[SOLVED] "Short read on command socket" error when running backup of LXC containers

avggeek · Jan 25, 2021

Hi,

After some recent updates to my Proxmox nodes, I'm finding that all backup jobs for LXC containers are failing with the error "short read on command socket (16 != 0)". Here is an example output:

Code:

INFO: starting new backup job: vzdump 102 --mode snapshot --storage shared-storage --compress zstd
INFO: Starting Backup of VM 102 (lxc)
INFO: Backup started at 2021-01-25 10:20:03
INFO: status = running
INFO: CT Name: server.lab
INFO: including mount point rootfs ('/') in backup
INFO: mode failure - some volumes do not support snapshots
INFO: trying 'suspend' mode instead
INFO: backup mode: suspend
INFO: ionice priority: 7
INFO: CT Name: server.lab
INFO: including mount point rootfs ('/') in backup
INFO: starting first sync /proc/1411/root/ to /var/tmp/vzdumptmp12173_102/
INFO: first sync finished - transferred 3.17G bytes in 93s
INFO: suspending guest
ERROR: Backup of VM 102 failed - short read on command socket (16 != 0)
INFO: Failed at 2021-01-25 10:21:37
INFO: Backup job finished with errors

TASK ERROR: job errors

The LXC drives are on a NFS volume mounted to the host and the NFS volume is the backup target.

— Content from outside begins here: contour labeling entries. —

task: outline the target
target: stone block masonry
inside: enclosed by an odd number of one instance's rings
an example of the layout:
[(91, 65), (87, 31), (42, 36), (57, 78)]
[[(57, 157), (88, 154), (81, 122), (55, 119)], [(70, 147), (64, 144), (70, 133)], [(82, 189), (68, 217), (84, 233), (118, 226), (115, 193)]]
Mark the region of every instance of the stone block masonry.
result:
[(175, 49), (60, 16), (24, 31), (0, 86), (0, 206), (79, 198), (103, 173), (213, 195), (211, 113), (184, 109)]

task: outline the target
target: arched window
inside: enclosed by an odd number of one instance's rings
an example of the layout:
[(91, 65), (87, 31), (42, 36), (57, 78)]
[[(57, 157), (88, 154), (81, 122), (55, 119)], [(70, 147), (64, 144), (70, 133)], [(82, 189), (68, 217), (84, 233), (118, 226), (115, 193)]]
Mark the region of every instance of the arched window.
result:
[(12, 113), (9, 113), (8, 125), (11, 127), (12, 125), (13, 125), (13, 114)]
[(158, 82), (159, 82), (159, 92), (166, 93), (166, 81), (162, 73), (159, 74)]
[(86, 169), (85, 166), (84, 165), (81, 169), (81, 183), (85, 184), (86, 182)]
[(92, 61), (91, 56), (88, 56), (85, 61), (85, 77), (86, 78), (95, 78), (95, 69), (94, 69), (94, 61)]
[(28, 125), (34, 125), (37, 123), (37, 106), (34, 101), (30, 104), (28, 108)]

I have tried restarting the Host as well as the NFS Host but the error is still persisting.

Output of pveversion:

Code:

proxmox-ve: 6.3-1 (running kernel: 5.4.78-2-pve)
pve-manager: 6.3-3 (running version: 6.3-3/eee5f901)
pve-kernel-5.4: 6.3-3
pve-kernel-helper: 6.3-3
pve-kernel-5.4.78-2-pve: 5.4.78-2
pve-kernel-5.4.65-1-pve: 5.4.65-1
pve-kernel-5.4.34-1-pve: 5.4.34-2
ceph-fuse: 14.2.16-1~bpo10+1
corosync: 3.0.4-pve1
criu: 3.11-3
glusterfs-client: 8.0-2~bpo10+1
ifupdown: 0.8.35+pve1
ksm-control-daemon: 1.3-1
libjs-extjs: 6.0.1-10
libknet1: 1.16-2~bpo10+1
libproxmox-acme-perl: 1.0.7
libproxmox-backup-qemu0: 1.0.2-1
libpve-access-control: 6.1-3
libpve-apiclient-perl: 3.1-3
libpve-common-perl: 6.3-2
libpve-guest-common-perl: 3.1-4
libpve-http-server-perl: 3.1-1
libpve-storage-perl: 6.3-4
libqb0: 1.0.5-1
libspice-server1: 0.14.2-4~pve6+1
lvm2: 2.03.02-pve4
lxc-pve: 4.0.3-1
lxcfs: 4.0.6-pve1
novnc-pve: 1.1.0-1
proxmox-backup-client: 1.0.6-1
proxmox-mini-journalreader: 1.1-1
proxmox-widget-toolkit: 2.4-3
pve-cluster: 6.2-1
pve-container: 3.3-2
pve-docs: 6.3-1
pve-edk2-firmware: 2.20200531-1
pve-firewall: 4.1-3
pve-firmware: 3.1-3
pve-ha-manager: 3.1-1
pve-i18n: 2.2-2
pve-qemu-kvm: 5.1.0-8
pve-xtermjs: 4.7.0-3
qemu-server: 6.3-3
smartmontools: 7.2-1~bpo10+1
spiceterm: 3.1-1
vncterm: 1.6-2
zfsutils-linux: 0.8.5-pve1

Any help on this would be appreciated as all my LXC backups are failing :-(

Moayad · Jan 25, 2021

Hello,

Could you try to restore one LXC on different storage?

avggeek · Jan 25, 2021

Moayad said:
Hello,

Could you try to restore one LXC on different storage?

Hi Moayad,

I did the following steps:

- Shut down the running LXC.
- Restored the last backup available to me (from Jan 23rd) on to different storage. In this case, it was a partition on the NVMe boot drive on the same host.
- Restarted the LXC and verified it is working correctly.
- Reran the same "vzdump" command from before. It again failed with the same "short read on command socket (16 != 0)" error.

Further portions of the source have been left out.